Banal Joburg xenophobia
Business Day is absolutely correct to report on how Johannesburg mayor Herman Mashaba’s xenophobic approach to housing delivery is doomed to fail. However, the public should not make the mistake of believing the mayor’s xenophobia is limited to the brash outbursts covered in the media.
The more urgent components of Mashaba’s xenophobia, and that of his administration, are more banal, routine and discreet. For example, in my neighbourhood of Yeoville, which has a large foreign national population, the city is simply reneging on its obligations to the public.
Yeoville recently went through four days without water. The entire neighbourhood (about 50,000 people) was made to collect its water in buckets from only two water trucks. In the same week, water shortages in the northern suburbs were addressed within a day of being reported.
Waste is collected sporadically.

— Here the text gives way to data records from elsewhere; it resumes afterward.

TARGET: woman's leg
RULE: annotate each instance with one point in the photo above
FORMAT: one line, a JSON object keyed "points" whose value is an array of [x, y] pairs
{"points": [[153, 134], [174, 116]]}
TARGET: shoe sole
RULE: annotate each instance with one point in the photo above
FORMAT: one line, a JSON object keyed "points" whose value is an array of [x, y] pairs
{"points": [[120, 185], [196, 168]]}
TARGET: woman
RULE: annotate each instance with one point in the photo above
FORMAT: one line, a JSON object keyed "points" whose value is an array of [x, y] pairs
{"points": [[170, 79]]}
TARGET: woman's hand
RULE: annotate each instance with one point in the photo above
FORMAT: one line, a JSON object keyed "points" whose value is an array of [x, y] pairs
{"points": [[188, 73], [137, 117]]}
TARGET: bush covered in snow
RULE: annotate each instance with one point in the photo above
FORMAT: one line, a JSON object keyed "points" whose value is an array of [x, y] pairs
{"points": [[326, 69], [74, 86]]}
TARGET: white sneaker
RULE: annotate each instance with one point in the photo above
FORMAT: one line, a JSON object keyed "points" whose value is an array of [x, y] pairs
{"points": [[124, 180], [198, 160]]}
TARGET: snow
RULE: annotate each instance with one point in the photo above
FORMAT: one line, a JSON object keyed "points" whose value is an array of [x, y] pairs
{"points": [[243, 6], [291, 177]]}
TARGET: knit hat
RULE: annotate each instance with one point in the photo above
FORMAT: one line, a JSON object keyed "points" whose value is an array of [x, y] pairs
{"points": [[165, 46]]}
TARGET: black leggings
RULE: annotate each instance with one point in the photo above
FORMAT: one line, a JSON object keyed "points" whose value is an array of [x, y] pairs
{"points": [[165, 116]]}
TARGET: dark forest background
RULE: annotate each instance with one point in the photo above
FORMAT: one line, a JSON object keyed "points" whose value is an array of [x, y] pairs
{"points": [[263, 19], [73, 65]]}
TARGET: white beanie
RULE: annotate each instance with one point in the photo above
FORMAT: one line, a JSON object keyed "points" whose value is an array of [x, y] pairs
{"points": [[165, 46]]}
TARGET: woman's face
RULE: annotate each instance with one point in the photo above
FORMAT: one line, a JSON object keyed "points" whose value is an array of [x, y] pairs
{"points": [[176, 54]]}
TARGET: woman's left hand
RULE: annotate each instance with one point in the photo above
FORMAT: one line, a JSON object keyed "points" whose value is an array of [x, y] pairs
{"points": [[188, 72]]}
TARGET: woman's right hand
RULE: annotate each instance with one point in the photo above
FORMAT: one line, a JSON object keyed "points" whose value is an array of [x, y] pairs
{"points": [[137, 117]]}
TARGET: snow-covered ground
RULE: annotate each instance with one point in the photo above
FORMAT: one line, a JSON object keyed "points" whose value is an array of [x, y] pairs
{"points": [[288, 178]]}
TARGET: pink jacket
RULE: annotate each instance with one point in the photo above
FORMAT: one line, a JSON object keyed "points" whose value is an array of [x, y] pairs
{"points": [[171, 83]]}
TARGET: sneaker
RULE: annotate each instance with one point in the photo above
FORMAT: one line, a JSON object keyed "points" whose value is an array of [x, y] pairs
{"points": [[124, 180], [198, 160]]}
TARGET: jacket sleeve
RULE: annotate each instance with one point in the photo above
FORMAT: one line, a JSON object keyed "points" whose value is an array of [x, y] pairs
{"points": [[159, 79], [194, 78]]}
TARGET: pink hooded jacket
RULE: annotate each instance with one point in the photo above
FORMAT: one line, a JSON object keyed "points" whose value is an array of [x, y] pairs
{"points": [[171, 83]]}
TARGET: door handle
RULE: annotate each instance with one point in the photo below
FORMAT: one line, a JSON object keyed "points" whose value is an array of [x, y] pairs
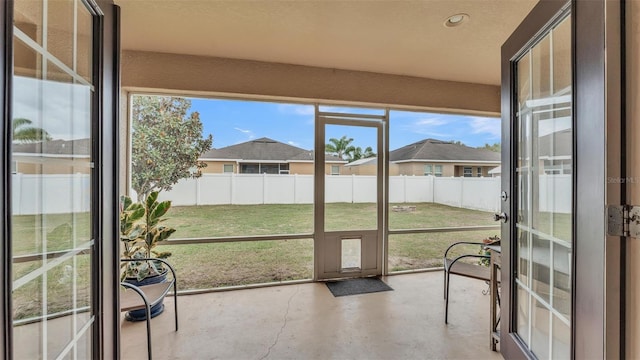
{"points": [[500, 217]]}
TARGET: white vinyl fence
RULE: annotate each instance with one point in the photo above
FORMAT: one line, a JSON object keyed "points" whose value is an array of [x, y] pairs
{"points": [[469, 193], [51, 194]]}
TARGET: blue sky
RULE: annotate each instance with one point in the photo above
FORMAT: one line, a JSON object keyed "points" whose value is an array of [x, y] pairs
{"points": [[233, 121]]}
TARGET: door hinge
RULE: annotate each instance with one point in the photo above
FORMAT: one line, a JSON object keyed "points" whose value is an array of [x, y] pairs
{"points": [[623, 220]]}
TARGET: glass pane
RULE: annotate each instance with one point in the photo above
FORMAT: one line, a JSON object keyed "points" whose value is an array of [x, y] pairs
{"points": [[541, 69], [85, 42], [524, 256], [28, 18], [352, 197], [540, 328], [540, 276], [522, 313], [51, 187], [562, 280], [60, 30], [561, 342], [544, 186]]}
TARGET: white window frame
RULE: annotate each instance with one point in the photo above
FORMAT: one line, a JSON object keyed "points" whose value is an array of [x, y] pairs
{"points": [[438, 171]]}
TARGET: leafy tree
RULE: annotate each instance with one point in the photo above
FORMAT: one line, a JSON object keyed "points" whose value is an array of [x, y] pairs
{"points": [[166, 143], [340, 147], [358, 154], [24, 132]]}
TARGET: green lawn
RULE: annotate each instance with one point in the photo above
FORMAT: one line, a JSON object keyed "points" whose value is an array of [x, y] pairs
{"points": [[268, 261], [202, 266]]}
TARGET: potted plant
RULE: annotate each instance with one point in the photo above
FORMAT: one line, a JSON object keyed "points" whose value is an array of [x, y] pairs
{"points": [[141, 229], [491, 240]]}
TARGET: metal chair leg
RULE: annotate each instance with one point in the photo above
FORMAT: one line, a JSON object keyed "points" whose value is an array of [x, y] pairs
{"points": [[175, 301], [148, 311], [444, 280], [446, 301]]}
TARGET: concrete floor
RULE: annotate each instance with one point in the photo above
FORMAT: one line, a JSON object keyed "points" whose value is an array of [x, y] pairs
{"points": [[305, 321]]}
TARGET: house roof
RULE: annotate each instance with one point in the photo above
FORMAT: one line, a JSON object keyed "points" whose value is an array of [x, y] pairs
{"points": [[432, 149], [78, 147], [264, 149], [366, 161]]}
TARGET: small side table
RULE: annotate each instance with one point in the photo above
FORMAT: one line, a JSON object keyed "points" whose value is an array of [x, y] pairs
{"points": [[494, 266]]}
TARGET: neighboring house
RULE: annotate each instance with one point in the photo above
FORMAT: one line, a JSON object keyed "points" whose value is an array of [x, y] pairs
{"points": [[443, 158], [432, 157], [52, 157], [266, 156], [368, 166]]}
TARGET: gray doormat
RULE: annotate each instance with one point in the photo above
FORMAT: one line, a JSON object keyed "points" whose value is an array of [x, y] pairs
{"points": [[357, 286]]}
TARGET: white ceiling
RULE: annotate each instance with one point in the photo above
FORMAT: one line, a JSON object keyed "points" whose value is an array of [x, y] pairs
{"points": [[386, 36]]}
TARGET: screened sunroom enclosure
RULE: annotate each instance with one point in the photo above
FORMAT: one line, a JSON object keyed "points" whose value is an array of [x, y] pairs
{"points": [[78, 63]]}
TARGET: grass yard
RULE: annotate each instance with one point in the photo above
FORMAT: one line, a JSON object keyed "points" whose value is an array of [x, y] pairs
{"points": [[249, 262], [202, 266]]}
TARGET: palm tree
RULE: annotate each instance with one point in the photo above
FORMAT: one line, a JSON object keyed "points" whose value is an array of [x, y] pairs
{"points": [[340, 147], [358, 154], [24, 132]]}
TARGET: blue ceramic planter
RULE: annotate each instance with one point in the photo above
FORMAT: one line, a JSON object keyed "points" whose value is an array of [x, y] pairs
{"points": [[140, 315]]}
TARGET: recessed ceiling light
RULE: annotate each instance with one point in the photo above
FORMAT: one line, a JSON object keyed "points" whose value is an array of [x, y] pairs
{"points": [[456, 20]]}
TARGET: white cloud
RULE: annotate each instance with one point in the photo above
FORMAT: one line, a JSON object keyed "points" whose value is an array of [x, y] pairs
{"points": [[294, 109], [430, 126], [431, 122], [490, 126], [62, 109], [243, 130], [250, 135]]}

Our public swimming pool is dysfunctional. Children are left to gamble on the equally likely possibilities of the water being clear, or brown and filled with rubbish, the pool being empty, or the gates being shut.
With our neighbours, Hillbrow and Berea, Yeoville is among Joburg’s most densely populated areas. Nevertheless, all three neighbourhoods are serviced by the most infrequent of all the Rea Vaya bus routes. In the middle of matric exams recently, the Yeoville public library kept its doors shut on Saturdays.
Joburg’s middle-class residents frown on places such as Yeoville, lamenting children playing in litter-strewn streets. Yeoville’s social struggles, however, are of the municipality’s making.
It has grossly abdicated its duties to the public. Residents in Yeoville, and neighbourhoods like it, cannot afford to be as alienated from the state as their counterparts in Joburg’s well-heeled neighbourhoods.
Even though people in these neighbourhoods rely largely on the private sector for their comfort, the city continues to put disproportionate efforts into ensuring that there is no rubbish in Killarney, that the Sandton public library remains open and that the children of Linden have a place to swim.
These are the unseen measures of Mashaba’s antipoor xenophobia.
The city administration must do more to ensure that neighbourhoods that depend on public goods have full enjoyment of them.